Il vicesindaco Alessandro Casali e il presidente del consiglio comunale Davide Cataldo
Luino, Lega Nord: “Tentativo di censura per sviare l’attenzione dai propri errori amministrativi”. “I quattro consiglieri firmatari della mozione cercano di incolpare altri dei propri errori di procedura amministrativa – si legge sulla nota stampa leghista -, raramente, infatti, si leggono dichiarazioni così colme di errori e prive di qualsiasi fondamento. Cominciamo col dire che le regole amministrative di questa nazione sono molto chiare ed è pura invenzione che i politici che ricoprono incarichi di presidenza debbano smettere di essere tali e non possano esprimere le proprie opinioni politiche al di fuori del compito istituzionale, basti pensare a chi presiede le due camere del Parlamento, ci dicano i quattro consiglieri se davvero queste due alte cariche non fanno mai dichiarazioni politiche di parte, ci sembra tutto il contrario, addirittura sono firmatari di disegni di legge. In tutta questa vicenda riaffiora la consueta incoerenza nel PD che un giorno fa comunicati stampa dove dichiara che vietare agli amministratori la libera espressione su quotidiani e social network è una pericolosa deriva antidemocratica, mentre il giorno dopo firma una censura per impedire al Presidente del Consiglio di farlo”.

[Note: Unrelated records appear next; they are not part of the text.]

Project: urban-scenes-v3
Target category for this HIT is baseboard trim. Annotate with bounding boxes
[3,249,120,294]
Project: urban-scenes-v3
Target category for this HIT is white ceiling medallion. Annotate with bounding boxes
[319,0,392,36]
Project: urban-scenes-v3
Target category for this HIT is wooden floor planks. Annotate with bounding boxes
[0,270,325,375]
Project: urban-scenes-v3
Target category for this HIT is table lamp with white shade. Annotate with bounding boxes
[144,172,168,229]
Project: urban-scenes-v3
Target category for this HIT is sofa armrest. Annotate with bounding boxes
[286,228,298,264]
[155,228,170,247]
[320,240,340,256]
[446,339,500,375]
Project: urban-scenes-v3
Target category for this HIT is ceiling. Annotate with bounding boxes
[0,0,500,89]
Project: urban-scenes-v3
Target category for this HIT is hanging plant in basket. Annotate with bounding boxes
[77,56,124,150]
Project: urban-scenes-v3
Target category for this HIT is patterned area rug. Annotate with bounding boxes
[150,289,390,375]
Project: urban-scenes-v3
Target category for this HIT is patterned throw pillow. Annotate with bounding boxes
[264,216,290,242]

“Il Presidente Cataldo – continua il comunicato – è stato eletto prima dai cittadini nella lista di maggioranza e poi ulteriormente votato dal Consiglio Comunale che ha scelto il proprio Presidente dalle fila del gruppo consigliare Lega Nord, egli ha l’obbligo di essere sopra le parti e garante di tutti i consiglieri ‘durante lo svolgimento delle proprie funzioni’, questo quanto prescrive la legge e tutti i verbali e le trascrizioni delle sedute dimostrano che ha sempre svolto il suo compito tenendo fede a questo impegno, concedendo a tutti la parola quando previsto e spesso anche richiamando all’ordine assessori e consiglieri di maggioranza. Finito il Consiglio Comunale è e rimane quindi un esponente e militante che fa politica attiva sul territorio come tutti gli altri”.
La questione legata alla mozione dei frontalieri. “Entrando nel merito della questione mozione frontalieri presentata nell’ultimo consiglio viene quasi da sorridere perché qui siamo forse di fronte all’unico tentativo nella storia cittadina di censurare un Presidente per aver applicato il regolamento e non per averlo disatteso, durante la seduta il Sindaco si è rivolto al Consigliere Taldone proponente la mozione per chiedere che fosse rinviata alla seduta successiva (non cancellata) dopo una condivisione in commissione e quindi spettava solo al consigliere titolare del protocollo dare risposta in tal senso. Proprio perché si tratta solo di un rinvio e non di una cancellazione. A nessuno è stata tolta la possibilità di esprimere la propria opinione nel merito della mozione stessa, anzi al contrario portando la mozione in commissione e poi ancora in consiglio, ogni gruppo consigliare avrà due momenti diversi per potersi esprimere come crede. Elogiamo quindi la tempestiva lucidità del Presidente perché in pochi istanti deve prendere decisioni di questo tipo e finora lo ha fatto sempre negli argini del regolamento di funzionamento del consiglio comunale.
“Ci stupisce – si conclude – piuttosto leggere certe macroscopiche inesattezze dal capogruppo della lista ‘Altra Luino, composta da esponenti locali del PD, Franco Compagnoni. Per uno che è stato vicesindaco e si è addirittura proposto alla città per fare il sindaco scrivere: ‘una volta ritirata la mozione il Presidente doveva aprire il dibattito’ è molto strano e lo prendiamo per un temporaneo abbaglio, è vero infatti tutto il contrario: una volta ritirato un punto all’ordine del giorno il presidente non può più aprire il dibattito. Rinnoviamo dunque la nostra fiducia nel Presidente Cataldo che abbiamo sentito e si dice comunque contento del deposito della mozione perché convinto che sia un giusto diritto delle opposizioni e che sarà così il Consiglio a certificare il suo operato”.